Over the next five years, 1,456 (National Stock Exchange (NSE)-listed companies would need to fill up 3,000-odd independent directorship positions. Currently, of the 6,053 independent directorship positions in these companies, around 48% are those who served for more than five years.
Around 283 independent directorship positions would fall vacant by October 2014 in these 1,456 companies. The current incumbents hold more independent directorship positions than mandated by the Securities and Exchange Board of India (Sebi).
Around 382 nominee directors in 227 companies would lose their "independent" tag by October this year. These positions could throw up fresh demand for independent directors. Search is already on for 1,000-odd women directors to fill up mandatory positions in NSE-listed companies. (SEBI’s new listing agreement vs companies act 2013)
These are the findings of a recent survey by Indianboards.com, an initiative by PRIME Database and NSE following Sebi's amendment of the corporate governance norms. "We are going to see newer faces in Indian boardroom," says Pranav Haldea, managing director, PRIME Database.
By the Companies Act 2013, and the Sebi's latest listing agreement, industry experts estimate that India Inc could see an additional need for up to 5,000-odd independent directors by 2019.
Already, several top executive search firms have been sounded by many leading corporate houses to be on the look-out for suitable independent directors.
However, not everyone is convinced that India Inc has the capacity to meet the challenge of complying with stricter corporate governance norms. "There is already a debate on the ability of the country's existing infrastructure to provide requisite number of independent directors. Additional restrictions over and above the Companies Act 2013 requirements will add on to the burden and immediate non-compliances," says Yogesh Sharma, partner, assurance, Grant Thornton. There are no prescribed eligibility norms for an independent director. "One hopes the companies will comply in spirit, and not just in letter," says Haldea.
Corporate legal experts point out that the changes brought in by the SEBI amendments and the Companies Act would change the way independent directors engage with corporates in India.
According to Sai Venkateshwaran, partner and head, accounting advisory services, KPMG India, the new requirements include several conflict reducing provisions. These include mandatory rotation of independent directors, stricter definition of independence, mandatory committees of the board of directors, requirement for sessions of the independent directors without management, prohibition on issue of stock options, restrictions on loans to directors and their related entities, etc, among others.
Kaushik Dutta, director, Thought Arbitrage Research Institute, points out that the Companies Act creates civil and criminal liability for breaches by an independent director. "This means independent directors would need to demonstrate clear independence of deed and actions," he says.
In order to cope up with these new requirements and discharge their significantly enhanced duties and responsibilities, existing and new independent directors would need to invest far more time and resources in their job.
Most industry experts expect a demand-supply mismatch for independent directors, at least in the short-run. With these increased responsibilities and associates risks, several existing independent directors may choose to step down from boards of companies, thereby causing a drop in the supply of independent directors. On the other hand, there will be a significant increase in demand for independent directors as their requirements are extended to unlisted companies under the Companies Act.

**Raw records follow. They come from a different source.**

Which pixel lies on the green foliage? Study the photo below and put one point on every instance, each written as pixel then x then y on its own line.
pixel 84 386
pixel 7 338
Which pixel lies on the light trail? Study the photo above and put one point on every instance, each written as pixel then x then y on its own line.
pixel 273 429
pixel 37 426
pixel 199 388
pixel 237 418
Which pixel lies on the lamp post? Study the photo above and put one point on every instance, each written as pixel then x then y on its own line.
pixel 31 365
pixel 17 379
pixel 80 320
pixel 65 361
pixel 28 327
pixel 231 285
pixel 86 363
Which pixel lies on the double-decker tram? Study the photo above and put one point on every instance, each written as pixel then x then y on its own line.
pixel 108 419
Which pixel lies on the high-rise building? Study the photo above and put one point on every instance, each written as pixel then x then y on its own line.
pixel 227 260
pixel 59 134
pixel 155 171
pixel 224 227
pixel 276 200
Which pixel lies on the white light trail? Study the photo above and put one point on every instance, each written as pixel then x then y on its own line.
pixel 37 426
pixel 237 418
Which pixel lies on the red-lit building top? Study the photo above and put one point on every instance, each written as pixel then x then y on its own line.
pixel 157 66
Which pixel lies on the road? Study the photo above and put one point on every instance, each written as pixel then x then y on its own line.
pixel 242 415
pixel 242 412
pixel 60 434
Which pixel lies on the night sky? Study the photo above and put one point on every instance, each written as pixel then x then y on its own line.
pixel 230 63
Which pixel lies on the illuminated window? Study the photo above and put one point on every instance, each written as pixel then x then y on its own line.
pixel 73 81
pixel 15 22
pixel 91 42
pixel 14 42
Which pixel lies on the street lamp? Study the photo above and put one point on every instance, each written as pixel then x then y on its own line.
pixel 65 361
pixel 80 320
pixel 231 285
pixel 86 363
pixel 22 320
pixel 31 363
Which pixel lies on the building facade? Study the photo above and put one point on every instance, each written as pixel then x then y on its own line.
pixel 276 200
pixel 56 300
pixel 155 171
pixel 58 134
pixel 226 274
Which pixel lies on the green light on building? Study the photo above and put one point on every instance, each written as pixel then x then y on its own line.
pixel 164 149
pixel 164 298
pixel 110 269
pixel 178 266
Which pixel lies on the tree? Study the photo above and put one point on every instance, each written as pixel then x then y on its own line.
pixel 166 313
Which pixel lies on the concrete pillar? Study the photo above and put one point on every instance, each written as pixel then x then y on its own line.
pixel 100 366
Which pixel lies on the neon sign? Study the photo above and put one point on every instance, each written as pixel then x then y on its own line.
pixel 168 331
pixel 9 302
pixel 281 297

Jamshed J Irani, who has been on the board of several Tata group companies, feels that one of the reasons for the sorry state of corporate governance in the boardroom is the practice of appointing independent directors through "word of mouth".
"Unfortunately, most of the independent directors are not appropriately trained," says Irani. While welcoming the stringent norms set by Sebi, he is of the view that independent directors should be encouraged to attend orientation sessions run by audit companies and industry associations.
However, there are some like Tridibesh Mukherjee, former Tata Steel deputy managing director, and now an independent director with several companies, who feels there should not be any cap on the number of directorships.
"It is for the director to decide what his limit should be," he says.
Stints in smaller companies can be a good learning ground for many aspiring independent director, adds Mukherjee.
The Ministry of Corporate Affairs has started taking some baby steps in preparing industry for the new governance regime. The Indian Institute of Corporate Affairs, an autonomous body under the Ministry, has tied up with Institute of Directors, London, to launch India-specific orientation programme for independent directors over the next six months.
"These would be open to both existing and aspiring independent directors," said Bhaskar Chatterjee, director-general, IICA. The ministry is also in the process of coming out with a database of independent directors for industry to choose from.
As India Inc learns to live with new corporate governance norms, the churn in the boardroom is something that is here to stay.